Typically, an organisation’s cyber security is endangered due to a lack of understanding from those at the top. If a CEO does not understand the threat and implications of a cyber security breach, they are less likely to devote adequate resources to implementing effective security measures. Most believe that their organisation’s IT Department handles the issue. However, there is more to keeping an organisation’s data safe than implementing IT measures.
According to statistics, the biggest cause of cyber breaches comes from the insider threat, a threat that an IT Department is typically unable to tackle. The 2015 Verizon Data Breach Investigations Report (DBIR) shows that the common denominator across nearly 90% of all cyber security incidents was people. Individuals may act in ignorance and act inappropriately, they may deliberately or accidentally introduce malware, they may deliberately engage in malicious action or they may just lose a device containing sensitive data.
The introduction of a dedicated Chief Information Security Officer (CISO) or Chief Security Officer (CSO) into an organisation can go some way to help secure an organisation. However, this can only be achieved if the CISO receives support from the board as well as the necessary budget and resources.
A ‘CISO in the boardroom’ provides vital information and insights that the board would not have otherwise. Most executives have business, operational, and financial acumen, but typically boards and executives are not fluent in the matters of information security risk.
Cyber Security Awareness (CSA)
To assist CEOs in understanding the cyber security threats their organisations face, PGI offers the Cyber Security Awareness course to allows leaders and managers of organisations to grasp the business critical issues of cyber security.

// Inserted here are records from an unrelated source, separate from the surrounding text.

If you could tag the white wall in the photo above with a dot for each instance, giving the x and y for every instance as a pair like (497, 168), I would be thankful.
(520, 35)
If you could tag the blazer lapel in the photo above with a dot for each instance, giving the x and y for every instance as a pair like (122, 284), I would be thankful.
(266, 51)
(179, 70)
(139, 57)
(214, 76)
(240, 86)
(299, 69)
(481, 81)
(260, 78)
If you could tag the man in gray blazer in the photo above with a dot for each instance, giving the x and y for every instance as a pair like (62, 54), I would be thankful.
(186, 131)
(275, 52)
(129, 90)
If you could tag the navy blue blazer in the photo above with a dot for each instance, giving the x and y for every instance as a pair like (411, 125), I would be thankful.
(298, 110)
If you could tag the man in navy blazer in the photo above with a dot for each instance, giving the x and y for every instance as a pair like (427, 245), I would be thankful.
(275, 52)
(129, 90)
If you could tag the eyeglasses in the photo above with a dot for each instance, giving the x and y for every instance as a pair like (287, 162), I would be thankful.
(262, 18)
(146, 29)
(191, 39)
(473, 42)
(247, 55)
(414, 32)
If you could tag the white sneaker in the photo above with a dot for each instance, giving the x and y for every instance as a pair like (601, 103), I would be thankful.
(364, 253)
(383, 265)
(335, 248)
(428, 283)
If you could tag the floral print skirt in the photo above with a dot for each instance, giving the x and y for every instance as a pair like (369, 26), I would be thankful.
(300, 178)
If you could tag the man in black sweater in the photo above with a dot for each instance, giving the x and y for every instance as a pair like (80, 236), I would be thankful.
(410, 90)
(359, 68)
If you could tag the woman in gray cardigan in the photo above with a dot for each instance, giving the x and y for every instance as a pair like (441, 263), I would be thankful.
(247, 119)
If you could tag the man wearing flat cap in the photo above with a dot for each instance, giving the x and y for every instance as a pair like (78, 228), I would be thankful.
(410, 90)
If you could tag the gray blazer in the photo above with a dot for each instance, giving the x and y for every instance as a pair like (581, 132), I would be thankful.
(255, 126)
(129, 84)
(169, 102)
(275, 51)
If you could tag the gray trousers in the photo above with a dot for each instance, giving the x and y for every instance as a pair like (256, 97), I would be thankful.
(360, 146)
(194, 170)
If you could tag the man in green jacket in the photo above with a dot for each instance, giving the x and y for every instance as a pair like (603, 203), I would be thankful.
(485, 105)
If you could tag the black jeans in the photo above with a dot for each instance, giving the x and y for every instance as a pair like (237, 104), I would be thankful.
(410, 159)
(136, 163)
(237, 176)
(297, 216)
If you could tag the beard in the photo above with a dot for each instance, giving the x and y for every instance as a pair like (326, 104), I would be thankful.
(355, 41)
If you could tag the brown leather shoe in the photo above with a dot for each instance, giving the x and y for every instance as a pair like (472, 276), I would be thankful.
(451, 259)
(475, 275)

By understanding what needs to be done to mitigate risks, an organisation’s leadership can take appropriate and effective action.
Lack of awareness of the cyber security threat remains an issue. The vast majority of organisations do not have a CISO in place and continue to rely on their often overstretched IT department. In some cases the matter of information security only registers on a board’s radar after a security breach has occurred. By that time the damage will have already been done and in the case of a smaller organisation the repercussions can be devastating.